基于脑电图和音频空间谱的有听众方向多类解码。

先前对定向焦点解码的研究，又称选择性听觉注意解码（sAAD），主要集中在二元“左右”任务上。然而，需要解码出席的说话人的精确方向。现有的方法往往没有充分利用空间音频信息，导致性能不理想。在本文中，我们通过利用最近的数据集来解决这一限制，该数据集包含14个可能方向中的两个并发演讲者。我们证明了仅依赖脑电图的模型在留一设置下产生有限的解码精度。为了提高性能，我们建议将空间光谱作为一个额外的输入。我们在两种利用空间信息的策略下评估了三种模型架构，即CNN、LSM-CNN和Deformer: all-in-one（端到端）和pair - wise（两阶段）解码。一体化解码器直接采用双模输入输出出席方向，而成对解码器首先利用空间频谱对竞争对进行解码，然后使用特定模型对出席方向进行解码。我们提出的一体化Sp-EEG-Deformer模型使用1秒决策窗口（机会水平为50%，表明随机猜测），在留一个受试者和留一个试验场景下，分别实现了55.35%和57.19%的14级解码准确率。同时，双向Sp-EEG-Deformer解码器实现了14级解码精度63.62% （10 s）。我们的实验表明，空间光谱在将14类问题简化为二元问题方面特别有效。另一方面，脑电特征具有更强的判别性，在精确识别最终参与方向方面起着至关重要的作用。这些结果突出了我们提出的双峰方向解码策略的有效性。
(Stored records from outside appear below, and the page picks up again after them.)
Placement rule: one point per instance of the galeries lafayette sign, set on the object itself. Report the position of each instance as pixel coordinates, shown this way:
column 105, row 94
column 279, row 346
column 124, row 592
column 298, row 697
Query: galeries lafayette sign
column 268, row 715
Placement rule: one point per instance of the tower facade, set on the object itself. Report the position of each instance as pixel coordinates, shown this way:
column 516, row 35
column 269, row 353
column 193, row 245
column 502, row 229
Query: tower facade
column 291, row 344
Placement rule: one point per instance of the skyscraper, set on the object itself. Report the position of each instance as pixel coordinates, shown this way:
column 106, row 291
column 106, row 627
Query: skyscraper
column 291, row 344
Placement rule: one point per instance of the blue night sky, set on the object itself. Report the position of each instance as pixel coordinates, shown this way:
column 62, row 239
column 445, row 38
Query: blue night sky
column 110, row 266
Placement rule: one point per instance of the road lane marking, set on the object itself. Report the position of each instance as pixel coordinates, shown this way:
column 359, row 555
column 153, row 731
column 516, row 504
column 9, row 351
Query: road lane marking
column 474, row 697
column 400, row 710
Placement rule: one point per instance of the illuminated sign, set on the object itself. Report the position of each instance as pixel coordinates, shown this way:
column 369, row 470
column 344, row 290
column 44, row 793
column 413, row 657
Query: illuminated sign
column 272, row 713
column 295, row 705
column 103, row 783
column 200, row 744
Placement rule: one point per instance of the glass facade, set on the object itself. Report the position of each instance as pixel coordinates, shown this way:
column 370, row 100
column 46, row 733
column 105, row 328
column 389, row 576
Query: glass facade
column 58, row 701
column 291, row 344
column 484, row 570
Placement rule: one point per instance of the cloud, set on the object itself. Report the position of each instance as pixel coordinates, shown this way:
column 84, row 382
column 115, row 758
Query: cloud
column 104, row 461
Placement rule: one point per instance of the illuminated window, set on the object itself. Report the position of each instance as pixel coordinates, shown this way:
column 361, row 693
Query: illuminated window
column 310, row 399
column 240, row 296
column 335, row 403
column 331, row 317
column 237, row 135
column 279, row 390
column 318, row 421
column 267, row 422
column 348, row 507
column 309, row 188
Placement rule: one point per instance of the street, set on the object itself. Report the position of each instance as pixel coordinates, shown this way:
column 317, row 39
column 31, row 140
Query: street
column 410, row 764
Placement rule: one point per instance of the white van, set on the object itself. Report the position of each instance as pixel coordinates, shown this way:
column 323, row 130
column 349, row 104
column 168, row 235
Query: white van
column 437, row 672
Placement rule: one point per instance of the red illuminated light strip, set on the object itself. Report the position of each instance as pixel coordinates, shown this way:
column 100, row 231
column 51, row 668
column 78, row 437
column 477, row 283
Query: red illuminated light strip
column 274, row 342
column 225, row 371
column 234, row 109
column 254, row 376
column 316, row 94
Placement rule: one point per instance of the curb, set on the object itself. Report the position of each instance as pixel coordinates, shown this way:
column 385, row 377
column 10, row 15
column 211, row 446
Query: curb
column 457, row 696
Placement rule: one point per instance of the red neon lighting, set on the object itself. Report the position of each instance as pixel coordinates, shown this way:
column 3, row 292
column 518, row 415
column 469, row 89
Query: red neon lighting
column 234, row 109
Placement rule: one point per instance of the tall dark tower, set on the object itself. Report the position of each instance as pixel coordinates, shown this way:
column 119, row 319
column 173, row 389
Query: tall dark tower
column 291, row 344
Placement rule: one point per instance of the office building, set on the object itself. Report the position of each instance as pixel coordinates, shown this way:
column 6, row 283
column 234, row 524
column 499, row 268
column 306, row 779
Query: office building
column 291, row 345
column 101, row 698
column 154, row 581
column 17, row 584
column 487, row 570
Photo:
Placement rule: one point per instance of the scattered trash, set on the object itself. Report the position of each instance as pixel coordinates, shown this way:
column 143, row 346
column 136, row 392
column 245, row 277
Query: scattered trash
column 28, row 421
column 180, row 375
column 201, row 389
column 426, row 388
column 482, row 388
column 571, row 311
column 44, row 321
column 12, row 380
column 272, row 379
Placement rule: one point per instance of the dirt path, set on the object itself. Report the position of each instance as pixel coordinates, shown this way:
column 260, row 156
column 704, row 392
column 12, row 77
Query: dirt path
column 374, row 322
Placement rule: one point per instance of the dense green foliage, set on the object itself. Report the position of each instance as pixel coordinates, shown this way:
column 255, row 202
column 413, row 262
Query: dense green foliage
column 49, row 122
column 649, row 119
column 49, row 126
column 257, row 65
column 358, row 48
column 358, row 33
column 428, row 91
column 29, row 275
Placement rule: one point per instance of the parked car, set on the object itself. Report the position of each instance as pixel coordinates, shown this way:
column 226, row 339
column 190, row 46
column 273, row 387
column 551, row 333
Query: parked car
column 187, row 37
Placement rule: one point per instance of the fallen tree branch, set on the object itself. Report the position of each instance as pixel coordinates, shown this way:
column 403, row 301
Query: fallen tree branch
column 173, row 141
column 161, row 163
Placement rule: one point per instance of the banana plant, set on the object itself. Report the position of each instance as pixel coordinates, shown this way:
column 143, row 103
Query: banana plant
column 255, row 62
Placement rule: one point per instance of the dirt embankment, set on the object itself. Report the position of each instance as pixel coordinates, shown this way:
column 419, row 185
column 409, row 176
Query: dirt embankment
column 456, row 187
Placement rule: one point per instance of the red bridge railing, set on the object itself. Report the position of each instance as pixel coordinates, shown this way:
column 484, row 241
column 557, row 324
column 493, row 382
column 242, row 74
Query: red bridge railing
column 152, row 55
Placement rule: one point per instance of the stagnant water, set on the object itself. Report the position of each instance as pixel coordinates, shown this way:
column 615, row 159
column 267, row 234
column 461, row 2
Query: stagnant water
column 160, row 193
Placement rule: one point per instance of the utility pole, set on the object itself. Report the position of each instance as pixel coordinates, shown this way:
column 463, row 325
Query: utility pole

本文章由计算机程序翻译，如有差异，请以英文原文为准。

求助全文

约1分钟内获得全文求助全文

来源期刊

IEEE Transactions on Neural Systems and Rehabilitation Engineering 医学-工程：生物医学

CiteScore

8.60

自引率

8.20%

发文量

479

审稿时长

6-12 weeks

期刊介绍： Rehabilitative and neural aspects of biomedical engineering, including functional electrical stimulation, acoustic dynamics, human performance measurement and analysis, nerve stimulation, electromyography, motor control and stimulation; and hardware and software applications for rehabilitation engineering and assistive devices.